Fofi ha il coraggio intellettuale di dichiarare apertamente che parte dalla presa in carico di una sua responsabilità individuale (e condivisa con altri) e che è in suo nome che affronta una analisi senza compromessi della situazione attuale: questa dichiarazione di coinvolgimento personale che fa in esordio ci sembra molto più che una semplice dichiarazione di intenti, ci sembra la condizione preliminare e necessaria perché oggi chi parla del bene comune possa pretendere una credibilità: non è più il tempo delle delle buone intenzioni, delle verità a parole, questo è il tempo in cui solo le azioni, i fatti, e la coerenza di chi li compie possono diventare credibili. La lezione non violenta di Gandhi è oggi più che mai valida: il valore di un atto è immanente all’atto, niente vale se la sua efficacia non si può misurare nell’oggi, nell’ attualità e nella coerenza del suo compiersi. Ed è proprio questo il piano su cui deve agire ogni atto pedagogico per poter essere definito tale, altrimenti è imbroglio o pura costrizione. Ed è in questo senso che il punto di vista educativo deve venire prima, deve dirigere ed ispirare l’agire politico, perché porta in sè i germi del futuro.

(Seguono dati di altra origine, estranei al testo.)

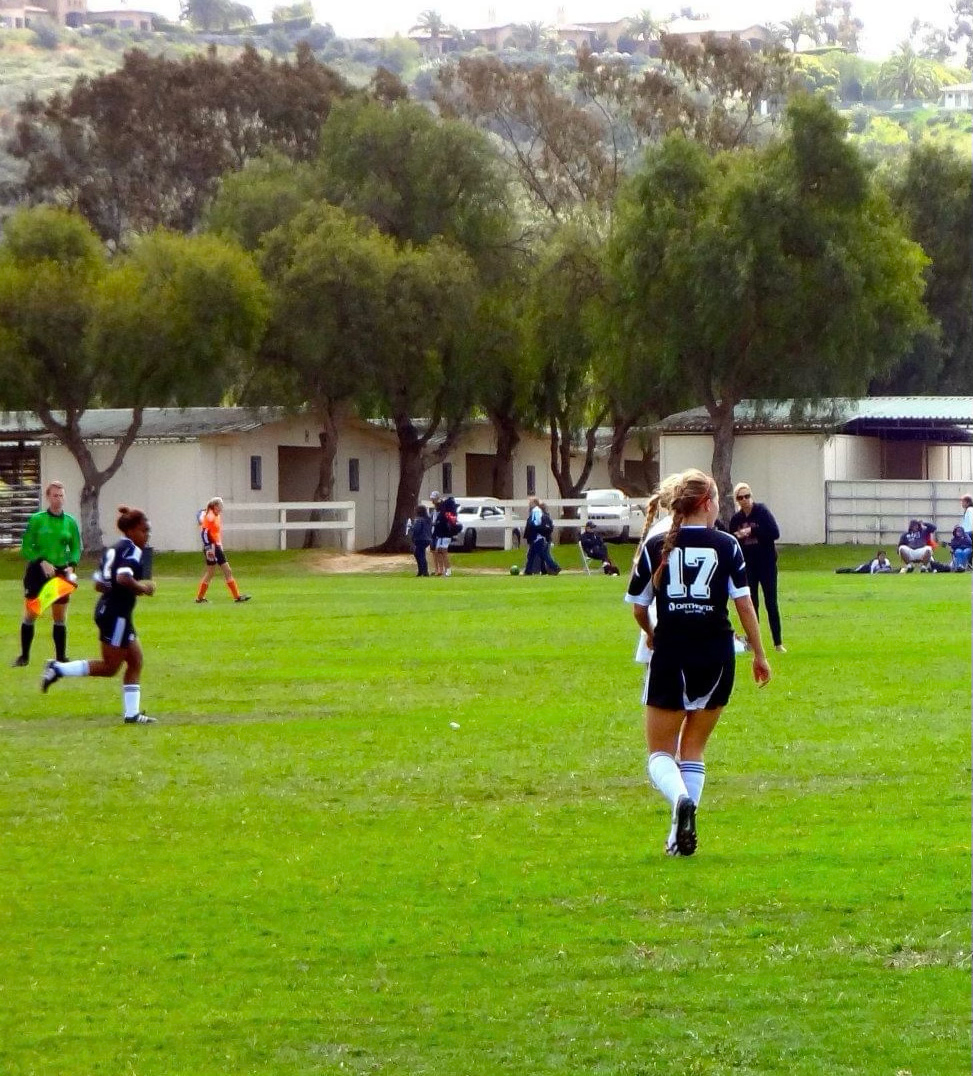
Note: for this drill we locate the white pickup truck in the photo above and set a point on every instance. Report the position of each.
(612, 514)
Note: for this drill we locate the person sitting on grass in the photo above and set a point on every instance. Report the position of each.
(594, 548)
(961, 548)
(878, 566)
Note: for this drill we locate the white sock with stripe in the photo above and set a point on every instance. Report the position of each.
(72, 668)
(664, 774)
(694, 777)
(131, 698)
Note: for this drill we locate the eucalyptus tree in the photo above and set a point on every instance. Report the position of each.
(776, 273)
(164, 324)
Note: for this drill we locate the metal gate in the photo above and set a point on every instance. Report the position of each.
(876, 512)
(19, 491)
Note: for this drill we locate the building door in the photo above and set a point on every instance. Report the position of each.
(479, 473)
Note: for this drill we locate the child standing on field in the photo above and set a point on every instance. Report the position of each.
(422, 536)
(211, 532)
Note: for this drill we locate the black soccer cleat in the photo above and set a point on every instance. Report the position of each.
(686, 825)
(50, 676)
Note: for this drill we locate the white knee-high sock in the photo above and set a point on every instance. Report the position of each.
(72, 668)
(131, 698)
(694, 776)
(664, 774)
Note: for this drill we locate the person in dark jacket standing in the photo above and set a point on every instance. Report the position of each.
(421, 533)
(756, 529)
(445, 511)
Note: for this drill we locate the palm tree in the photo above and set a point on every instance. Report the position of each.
(431, 22)
(906, 76)
(800, 26)
(534, 34)
(644, 27)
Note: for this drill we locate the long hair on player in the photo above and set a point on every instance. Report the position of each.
(129, 519)
(691, 491)
(659, 504)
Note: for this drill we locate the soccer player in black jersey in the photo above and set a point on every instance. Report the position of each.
(120, 581)
(690, 571)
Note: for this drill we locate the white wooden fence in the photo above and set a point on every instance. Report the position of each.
(515, 515)
(282, 524)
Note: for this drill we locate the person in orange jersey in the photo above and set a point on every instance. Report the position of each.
(211, 533)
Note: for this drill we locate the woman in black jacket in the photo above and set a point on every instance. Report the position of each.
(756, 529)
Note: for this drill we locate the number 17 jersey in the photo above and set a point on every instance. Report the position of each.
(705, 569)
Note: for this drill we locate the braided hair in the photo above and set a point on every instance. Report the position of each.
(691, 490)
(659, 505)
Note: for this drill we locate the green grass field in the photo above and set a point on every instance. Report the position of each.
(390, 825)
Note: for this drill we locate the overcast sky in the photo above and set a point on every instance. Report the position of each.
(886, 22)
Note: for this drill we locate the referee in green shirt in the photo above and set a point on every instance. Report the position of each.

Si dirà che questo è un operare superato, un riemergere di vecchie pratiche di militanza: non sta ovviamente a me parlare a nome di altri, ma, per quello che ne penso io, credo proprio che si tratti ancora di quello, di un impegno complessivo che non può lasciare fuori alcun momento della vita: viviamo in tempi “leggeri”, ognuno è impegnato strenuamente ad occuparsi di sè (anche i preti, come ebbe già a dire Don Milani, ma ancora credendo di usare un’iperbole) e la vicinanza dei non adulti risulta di impaccio, al massimo è vissuta con imbarazzo per le domande senza risposta che evoca. L’appello ricorrente che si trova in queste pagine è quello della assunzione di responsabilità da parte di chi, genitore, insegnante, scrittore o che altro, è chiamato ad un rapporto con i giovani. Questa credo sia la scelta preliminare per una intesa che possa portare alla costruzione di progetti comuni.
Le idee sviluppate in questo testo sono condivise in toto da chi redige questo sito e sono quindi accolte come una sintesi preziosa dei motivi ispiratori delle pratiche che cerchiamo di condurre e sostenere.